Life with Linux: Installation and Setup (Day 1)
Well today has been a ride.
The installation process of getting Ubuntu on my Mac mini was a breeze. Download the installer, create a bootable USB flash drive, boot into the installer and let it run. About 30 minutes later I was in a fresh install of Ubuntu Wily Werewolf (Ubuntu has the best code names).
To my surprise, a lot of hardware drivers worked right out of the box. My Wifi, Xbox controller, and Ethernet connections were working fine, and surprisingly even my Bluetooth devices are working! The Magic Keyboard works great, and the Magic Mouse works, but Ubuntu doesn't understand the swipe gestures on it, so I'm using a simple Microsoft mouse instead.
There is essentially nothing wrong with my computer's hardware right out of the box, and that's a huge improvement over the last time I used Ubuntu many years ago. Kudos to them for getting the drivers in the initial install instead of having me venture all around the web looking for drivers.
Installing a Few Apps
My experience had been relatively positive up until this point, but things started to crumble pretty quick once I starting looking to get my first few apps installed.
My first step was to go to the Ubuntu Software Center, essentially the Mac App Store for Ubuntu. I knew things were off to a bad start when I saw how ugly the USC looks, but the content is even more concerning. There's simply tons of garbage apps featured, and finding anything compelling was next to impossible.
For reference, the #1 featured app is currently Radio Tray, an internet radio streaming app. Yay, 2002 me is so excited for this! But never fear if that's not your style, the next app is hocr-gtk, which is described as "Hocr-gtk is a GTK+ based graphical interface to the libhocr library. It can open multiple image formats and uses aspell for internal spell chacking." Hot damn, won't someone get me a drink, I'm overwhelmed with excitement!
The story continues for all the apps in the store. Even the more customer-friendly apps have names and descriptions that are clearly written for developers by developers. They use technical jargon in their descriptions and profive terrible screenshots of their apps.
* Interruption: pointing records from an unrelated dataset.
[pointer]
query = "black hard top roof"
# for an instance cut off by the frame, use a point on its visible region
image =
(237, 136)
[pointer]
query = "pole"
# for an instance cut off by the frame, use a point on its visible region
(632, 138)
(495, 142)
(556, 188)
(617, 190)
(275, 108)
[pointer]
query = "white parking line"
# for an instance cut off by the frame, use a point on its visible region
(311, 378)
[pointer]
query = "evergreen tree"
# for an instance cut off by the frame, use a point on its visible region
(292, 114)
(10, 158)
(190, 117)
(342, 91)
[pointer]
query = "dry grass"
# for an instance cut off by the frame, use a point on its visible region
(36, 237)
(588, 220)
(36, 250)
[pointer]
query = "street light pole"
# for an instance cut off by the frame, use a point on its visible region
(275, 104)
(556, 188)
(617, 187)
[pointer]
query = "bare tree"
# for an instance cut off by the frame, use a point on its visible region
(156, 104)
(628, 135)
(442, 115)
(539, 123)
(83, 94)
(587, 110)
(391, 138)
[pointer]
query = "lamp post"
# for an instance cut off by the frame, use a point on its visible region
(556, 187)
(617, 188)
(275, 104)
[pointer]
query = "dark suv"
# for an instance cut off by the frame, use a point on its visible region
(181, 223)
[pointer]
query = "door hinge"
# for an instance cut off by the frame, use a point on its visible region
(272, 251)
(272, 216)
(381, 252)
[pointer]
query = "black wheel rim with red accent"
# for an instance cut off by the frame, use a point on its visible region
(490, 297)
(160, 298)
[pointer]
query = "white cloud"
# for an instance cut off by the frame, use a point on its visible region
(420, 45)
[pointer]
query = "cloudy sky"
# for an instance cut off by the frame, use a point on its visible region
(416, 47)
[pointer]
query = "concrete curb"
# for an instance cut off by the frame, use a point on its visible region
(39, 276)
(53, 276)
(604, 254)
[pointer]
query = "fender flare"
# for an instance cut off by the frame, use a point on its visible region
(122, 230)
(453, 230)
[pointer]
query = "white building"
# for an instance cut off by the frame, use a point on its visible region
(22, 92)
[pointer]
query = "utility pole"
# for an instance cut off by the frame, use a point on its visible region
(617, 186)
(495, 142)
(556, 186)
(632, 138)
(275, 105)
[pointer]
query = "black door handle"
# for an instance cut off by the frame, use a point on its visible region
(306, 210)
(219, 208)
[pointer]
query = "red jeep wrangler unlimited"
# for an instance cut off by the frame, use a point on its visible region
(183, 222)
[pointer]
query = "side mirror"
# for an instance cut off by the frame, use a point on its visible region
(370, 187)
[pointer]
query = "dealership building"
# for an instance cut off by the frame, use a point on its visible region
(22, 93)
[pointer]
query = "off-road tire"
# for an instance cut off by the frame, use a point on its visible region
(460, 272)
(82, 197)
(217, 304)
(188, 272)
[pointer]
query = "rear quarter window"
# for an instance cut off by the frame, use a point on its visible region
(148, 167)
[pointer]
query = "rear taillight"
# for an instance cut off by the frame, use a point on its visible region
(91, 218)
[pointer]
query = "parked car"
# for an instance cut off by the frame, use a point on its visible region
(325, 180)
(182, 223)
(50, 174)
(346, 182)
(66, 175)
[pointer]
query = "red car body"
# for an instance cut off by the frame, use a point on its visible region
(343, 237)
These are not marketing masters at work.
But then the adventure gets weirder if you want to install something that's not in the store (including little apps like Google Chrome, Transmission, and Skype). These apps can be downloaded at the same sites you would have gone to for the Mac/Windows version, and they download a
.deb file that acts like any other installed you've used before. These are still okay, but there is another type of install you're going to have to do, and it drives me crazy.
For a lot of apps, the preferred (and sometimes only) way to install them is via the command line. Themes are a particular headache. Here's how you can easily install the Moka theme I'm using:
- Open the terminal
sudo add-apt-repository ppa:noobslab/themes
sudo apt-get update
sudo apt-get install orchis3
That's all there is to it! The problem, of course is that the Terminal should never need to be used by normal users. But themes and customizations are some of the things that are supposed to be the best parts of Linux, so you'd think they want everyone to be able to use them.
I have much more to say about themes and installing apps, but that will have to wait for another day.